Today I asked my third graders, "When is a number rounded to the nearest ten greater than when rounded to the nearest hundred?"
We had just finished a problem where they had to round 315 and 558 to the nearest ten and hundred. My students were getting stuck on rounding 3-digit numbers to the nearest ten but they started getting the hang of it. That was when I posed the question. I was hoping they would see the pattern and then we could discuss why. Well, it didn't quite go as I planned.
In the past, after about 15 minutes I would have just told them the answer I wanted to hear, but today I made them press on. It was uncomfortable for them and me! I made them take a stretch break. I told them there are mathematical questions in the world that still have never been answered, like the Hailstorm Sequence we worked on the first week from the
www.youcubed.com Week in Math. (I assured them there was an answer to this question.)
They used open number lines on their dry erase boards to find the nearest tens and hundreds and I recorded the results on the board. At first I only had written the 315 and 558 on the board. They sat there looking back and forth and couldn't notice anything! I gave them more numbers to round and they told me how to sort them on the board. I could tell this was the first time they were asked to think about a problem like this. I made sure to give them numbers that had 2, 3, 4, 6, 7, 8 and 9 in the tens place.
I was hoping they would notice the pattern in the tens place. The only thing they noticed that they could explain was that when rounding to the nearest ten, the hundreds place always stays the same and when rounding to the nearest hundred the hundreds place can stay the same or go up.

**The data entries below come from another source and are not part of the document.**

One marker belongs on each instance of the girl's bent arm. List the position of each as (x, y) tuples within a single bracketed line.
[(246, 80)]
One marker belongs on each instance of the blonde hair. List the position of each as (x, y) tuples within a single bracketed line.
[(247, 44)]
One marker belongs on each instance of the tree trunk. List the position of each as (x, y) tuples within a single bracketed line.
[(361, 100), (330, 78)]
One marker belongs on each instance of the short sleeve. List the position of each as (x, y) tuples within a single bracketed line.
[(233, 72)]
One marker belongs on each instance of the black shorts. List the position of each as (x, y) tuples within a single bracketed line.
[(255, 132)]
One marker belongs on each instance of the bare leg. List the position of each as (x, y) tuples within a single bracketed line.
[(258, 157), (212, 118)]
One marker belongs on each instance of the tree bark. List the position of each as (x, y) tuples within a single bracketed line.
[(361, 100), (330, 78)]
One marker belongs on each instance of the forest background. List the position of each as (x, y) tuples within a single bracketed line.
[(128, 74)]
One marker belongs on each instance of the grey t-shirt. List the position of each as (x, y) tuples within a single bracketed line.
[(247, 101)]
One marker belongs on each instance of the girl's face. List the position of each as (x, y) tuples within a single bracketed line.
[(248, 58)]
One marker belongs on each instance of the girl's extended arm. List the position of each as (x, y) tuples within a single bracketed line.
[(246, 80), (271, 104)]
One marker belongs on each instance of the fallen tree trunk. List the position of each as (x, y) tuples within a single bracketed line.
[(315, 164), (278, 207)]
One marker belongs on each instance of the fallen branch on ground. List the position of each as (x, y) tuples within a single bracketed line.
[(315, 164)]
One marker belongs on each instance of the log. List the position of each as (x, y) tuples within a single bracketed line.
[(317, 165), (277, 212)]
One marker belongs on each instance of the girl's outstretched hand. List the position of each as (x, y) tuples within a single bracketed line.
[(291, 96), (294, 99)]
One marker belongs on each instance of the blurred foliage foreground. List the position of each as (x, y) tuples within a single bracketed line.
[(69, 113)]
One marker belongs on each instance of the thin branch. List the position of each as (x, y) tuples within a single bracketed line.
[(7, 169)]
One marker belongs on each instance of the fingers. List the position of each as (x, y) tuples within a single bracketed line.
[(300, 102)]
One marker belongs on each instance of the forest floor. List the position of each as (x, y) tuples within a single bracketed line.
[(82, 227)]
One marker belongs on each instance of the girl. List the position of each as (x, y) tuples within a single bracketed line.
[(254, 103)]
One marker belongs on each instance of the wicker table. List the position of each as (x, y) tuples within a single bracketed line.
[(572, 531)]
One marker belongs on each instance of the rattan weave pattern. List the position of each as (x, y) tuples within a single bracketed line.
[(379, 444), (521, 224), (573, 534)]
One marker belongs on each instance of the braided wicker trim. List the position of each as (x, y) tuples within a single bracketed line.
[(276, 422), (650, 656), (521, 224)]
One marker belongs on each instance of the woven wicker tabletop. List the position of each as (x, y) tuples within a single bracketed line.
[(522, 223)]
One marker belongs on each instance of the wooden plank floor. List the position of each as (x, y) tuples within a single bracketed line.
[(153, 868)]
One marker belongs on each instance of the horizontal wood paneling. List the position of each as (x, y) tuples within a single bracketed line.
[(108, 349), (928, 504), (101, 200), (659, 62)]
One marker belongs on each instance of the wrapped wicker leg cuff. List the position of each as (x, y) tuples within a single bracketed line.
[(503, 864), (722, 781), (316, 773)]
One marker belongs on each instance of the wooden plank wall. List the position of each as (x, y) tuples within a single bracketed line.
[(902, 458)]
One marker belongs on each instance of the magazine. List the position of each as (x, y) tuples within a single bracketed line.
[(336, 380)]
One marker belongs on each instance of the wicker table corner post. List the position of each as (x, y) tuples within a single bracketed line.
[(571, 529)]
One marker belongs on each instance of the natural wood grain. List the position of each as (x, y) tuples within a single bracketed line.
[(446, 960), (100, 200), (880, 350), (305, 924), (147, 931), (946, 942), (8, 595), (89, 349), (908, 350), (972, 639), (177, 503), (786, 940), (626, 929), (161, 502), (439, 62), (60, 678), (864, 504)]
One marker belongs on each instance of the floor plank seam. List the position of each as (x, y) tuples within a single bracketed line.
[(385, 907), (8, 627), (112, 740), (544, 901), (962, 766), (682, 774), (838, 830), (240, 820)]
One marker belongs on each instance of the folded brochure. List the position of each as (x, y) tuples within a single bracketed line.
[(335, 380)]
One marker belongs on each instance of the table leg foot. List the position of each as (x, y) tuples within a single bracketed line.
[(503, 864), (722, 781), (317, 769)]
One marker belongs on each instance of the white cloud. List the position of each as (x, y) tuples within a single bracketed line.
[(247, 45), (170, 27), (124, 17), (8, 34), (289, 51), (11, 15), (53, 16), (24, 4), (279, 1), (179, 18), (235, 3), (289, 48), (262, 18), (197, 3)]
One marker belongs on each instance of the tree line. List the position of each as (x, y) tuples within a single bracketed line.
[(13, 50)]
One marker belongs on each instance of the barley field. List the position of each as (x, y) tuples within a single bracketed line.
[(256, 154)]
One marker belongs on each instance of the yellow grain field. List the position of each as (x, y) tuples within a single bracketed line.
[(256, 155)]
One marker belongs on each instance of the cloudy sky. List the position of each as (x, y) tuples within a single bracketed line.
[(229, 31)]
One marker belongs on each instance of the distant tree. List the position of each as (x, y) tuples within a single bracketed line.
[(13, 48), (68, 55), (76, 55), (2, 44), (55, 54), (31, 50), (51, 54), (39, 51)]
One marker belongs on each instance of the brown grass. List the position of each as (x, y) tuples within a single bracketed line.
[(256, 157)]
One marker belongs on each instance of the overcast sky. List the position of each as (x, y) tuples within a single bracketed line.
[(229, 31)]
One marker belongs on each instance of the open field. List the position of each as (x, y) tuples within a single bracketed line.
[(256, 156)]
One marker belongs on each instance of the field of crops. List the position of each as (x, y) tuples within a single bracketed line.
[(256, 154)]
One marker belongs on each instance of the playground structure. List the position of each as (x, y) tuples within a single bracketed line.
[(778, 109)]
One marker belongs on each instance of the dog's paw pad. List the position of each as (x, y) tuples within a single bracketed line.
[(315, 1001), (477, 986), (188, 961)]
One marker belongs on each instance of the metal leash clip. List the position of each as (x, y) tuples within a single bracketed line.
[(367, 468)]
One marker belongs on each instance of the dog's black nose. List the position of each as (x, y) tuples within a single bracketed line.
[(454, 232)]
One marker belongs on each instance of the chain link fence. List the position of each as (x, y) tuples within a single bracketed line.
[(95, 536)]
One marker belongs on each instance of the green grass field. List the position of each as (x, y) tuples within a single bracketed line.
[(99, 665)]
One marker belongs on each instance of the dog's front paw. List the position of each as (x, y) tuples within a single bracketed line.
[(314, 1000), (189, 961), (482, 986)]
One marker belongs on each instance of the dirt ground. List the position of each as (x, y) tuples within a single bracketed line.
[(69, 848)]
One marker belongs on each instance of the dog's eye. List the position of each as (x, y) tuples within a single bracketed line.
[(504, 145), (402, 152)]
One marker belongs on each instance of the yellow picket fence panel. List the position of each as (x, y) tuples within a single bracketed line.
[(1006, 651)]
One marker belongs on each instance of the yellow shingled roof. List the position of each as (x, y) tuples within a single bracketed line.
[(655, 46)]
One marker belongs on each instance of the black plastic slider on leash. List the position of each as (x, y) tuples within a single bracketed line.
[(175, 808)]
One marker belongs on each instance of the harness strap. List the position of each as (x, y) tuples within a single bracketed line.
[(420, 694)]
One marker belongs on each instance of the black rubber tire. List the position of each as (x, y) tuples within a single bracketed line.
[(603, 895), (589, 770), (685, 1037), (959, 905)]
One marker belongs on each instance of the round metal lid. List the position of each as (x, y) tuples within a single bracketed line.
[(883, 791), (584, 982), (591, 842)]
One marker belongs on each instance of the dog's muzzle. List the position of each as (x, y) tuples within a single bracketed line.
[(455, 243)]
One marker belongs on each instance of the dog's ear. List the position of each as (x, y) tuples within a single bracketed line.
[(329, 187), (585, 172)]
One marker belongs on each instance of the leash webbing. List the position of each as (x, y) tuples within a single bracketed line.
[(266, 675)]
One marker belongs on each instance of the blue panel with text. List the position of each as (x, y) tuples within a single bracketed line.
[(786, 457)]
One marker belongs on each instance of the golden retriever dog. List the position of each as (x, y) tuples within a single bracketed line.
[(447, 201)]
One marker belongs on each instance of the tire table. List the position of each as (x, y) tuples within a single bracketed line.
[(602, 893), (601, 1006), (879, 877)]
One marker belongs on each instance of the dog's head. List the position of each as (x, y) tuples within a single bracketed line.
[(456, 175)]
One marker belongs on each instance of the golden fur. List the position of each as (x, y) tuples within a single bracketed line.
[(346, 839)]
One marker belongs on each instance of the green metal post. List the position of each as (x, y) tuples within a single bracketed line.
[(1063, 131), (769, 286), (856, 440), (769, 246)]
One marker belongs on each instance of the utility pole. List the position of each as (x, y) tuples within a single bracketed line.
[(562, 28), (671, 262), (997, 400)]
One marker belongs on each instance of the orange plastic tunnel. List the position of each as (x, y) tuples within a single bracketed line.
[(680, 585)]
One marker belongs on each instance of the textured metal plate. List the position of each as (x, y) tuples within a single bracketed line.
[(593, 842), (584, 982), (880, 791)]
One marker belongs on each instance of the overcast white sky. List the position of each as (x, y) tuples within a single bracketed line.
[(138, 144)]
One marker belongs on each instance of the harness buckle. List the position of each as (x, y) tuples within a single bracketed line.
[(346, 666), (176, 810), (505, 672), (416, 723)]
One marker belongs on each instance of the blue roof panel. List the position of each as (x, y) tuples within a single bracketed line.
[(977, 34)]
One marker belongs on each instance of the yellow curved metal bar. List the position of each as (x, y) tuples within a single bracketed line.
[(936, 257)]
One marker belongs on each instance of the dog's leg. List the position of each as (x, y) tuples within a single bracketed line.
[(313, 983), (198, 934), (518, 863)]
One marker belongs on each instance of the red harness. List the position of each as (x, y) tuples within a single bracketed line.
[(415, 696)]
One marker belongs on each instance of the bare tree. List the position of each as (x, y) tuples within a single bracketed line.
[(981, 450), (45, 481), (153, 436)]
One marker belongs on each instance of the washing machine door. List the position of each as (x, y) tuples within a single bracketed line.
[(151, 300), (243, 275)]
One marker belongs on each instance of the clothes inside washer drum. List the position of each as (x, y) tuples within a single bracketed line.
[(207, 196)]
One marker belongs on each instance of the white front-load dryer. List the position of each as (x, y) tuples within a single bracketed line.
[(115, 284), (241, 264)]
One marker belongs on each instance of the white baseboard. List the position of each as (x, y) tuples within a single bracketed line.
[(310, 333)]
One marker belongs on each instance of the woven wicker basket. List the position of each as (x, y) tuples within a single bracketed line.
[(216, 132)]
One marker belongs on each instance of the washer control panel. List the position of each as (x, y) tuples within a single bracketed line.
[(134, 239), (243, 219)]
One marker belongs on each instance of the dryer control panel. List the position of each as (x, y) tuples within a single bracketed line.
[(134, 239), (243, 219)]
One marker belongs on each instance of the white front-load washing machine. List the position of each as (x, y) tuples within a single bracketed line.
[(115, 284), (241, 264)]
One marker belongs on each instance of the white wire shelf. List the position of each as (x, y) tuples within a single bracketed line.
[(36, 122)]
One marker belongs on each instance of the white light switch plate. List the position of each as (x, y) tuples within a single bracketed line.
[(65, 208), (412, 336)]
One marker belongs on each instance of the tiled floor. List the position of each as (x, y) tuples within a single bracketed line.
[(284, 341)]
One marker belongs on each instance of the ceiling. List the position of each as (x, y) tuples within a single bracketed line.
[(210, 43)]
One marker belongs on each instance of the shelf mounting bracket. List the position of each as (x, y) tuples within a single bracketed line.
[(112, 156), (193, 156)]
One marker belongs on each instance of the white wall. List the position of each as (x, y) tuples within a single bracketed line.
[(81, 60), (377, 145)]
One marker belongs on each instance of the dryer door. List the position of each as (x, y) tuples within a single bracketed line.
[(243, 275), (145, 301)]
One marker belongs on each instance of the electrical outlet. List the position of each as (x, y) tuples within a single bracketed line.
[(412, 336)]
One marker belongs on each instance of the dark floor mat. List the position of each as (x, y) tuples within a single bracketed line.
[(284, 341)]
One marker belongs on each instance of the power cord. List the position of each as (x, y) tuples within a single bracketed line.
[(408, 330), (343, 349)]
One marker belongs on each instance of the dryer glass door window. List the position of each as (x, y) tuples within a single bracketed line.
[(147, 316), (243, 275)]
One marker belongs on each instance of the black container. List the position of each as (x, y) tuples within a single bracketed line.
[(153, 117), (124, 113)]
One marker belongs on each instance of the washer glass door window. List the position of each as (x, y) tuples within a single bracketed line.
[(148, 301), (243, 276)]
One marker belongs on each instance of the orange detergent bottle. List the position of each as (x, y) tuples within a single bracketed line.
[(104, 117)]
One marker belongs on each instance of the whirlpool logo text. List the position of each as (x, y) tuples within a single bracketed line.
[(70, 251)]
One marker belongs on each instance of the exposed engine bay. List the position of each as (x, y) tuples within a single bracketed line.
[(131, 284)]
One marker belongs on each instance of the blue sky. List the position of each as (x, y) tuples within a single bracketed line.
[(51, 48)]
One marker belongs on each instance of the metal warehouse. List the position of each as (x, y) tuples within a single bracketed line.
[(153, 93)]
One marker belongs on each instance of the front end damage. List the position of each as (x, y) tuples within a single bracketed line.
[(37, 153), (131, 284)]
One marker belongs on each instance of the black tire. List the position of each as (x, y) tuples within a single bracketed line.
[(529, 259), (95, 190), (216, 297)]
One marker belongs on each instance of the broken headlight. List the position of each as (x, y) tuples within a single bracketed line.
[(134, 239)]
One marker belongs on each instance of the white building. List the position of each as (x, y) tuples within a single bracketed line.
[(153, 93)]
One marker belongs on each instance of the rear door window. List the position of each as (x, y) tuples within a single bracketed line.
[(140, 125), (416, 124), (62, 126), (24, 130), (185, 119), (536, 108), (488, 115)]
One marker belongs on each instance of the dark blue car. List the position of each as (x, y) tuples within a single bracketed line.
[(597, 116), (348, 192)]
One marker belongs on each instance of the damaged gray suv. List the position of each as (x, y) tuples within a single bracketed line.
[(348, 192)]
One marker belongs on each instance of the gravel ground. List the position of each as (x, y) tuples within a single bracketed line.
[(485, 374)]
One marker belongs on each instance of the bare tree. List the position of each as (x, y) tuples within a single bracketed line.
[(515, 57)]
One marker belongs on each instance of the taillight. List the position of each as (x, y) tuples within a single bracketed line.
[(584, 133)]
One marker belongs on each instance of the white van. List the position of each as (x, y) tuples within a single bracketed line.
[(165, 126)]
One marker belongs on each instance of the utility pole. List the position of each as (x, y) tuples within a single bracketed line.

A couple of times I told them that we should stop and try again later or another day because I seemed more interested in figuring it out then they were. They didn't want that.
Eventually I had to stop them. I took out my phone and took the picture and told them to keep thinking about it because we would be looking at this again next week. They were mostly shocked that I ended it with explaining the answer to them!
I was happy that they wanted to keep going and not give up (which I told them many times) but disappointed that I didn't know if there was more I could do to pull it out of them without giving it to them. I am looking forward to learning how to do this better this year!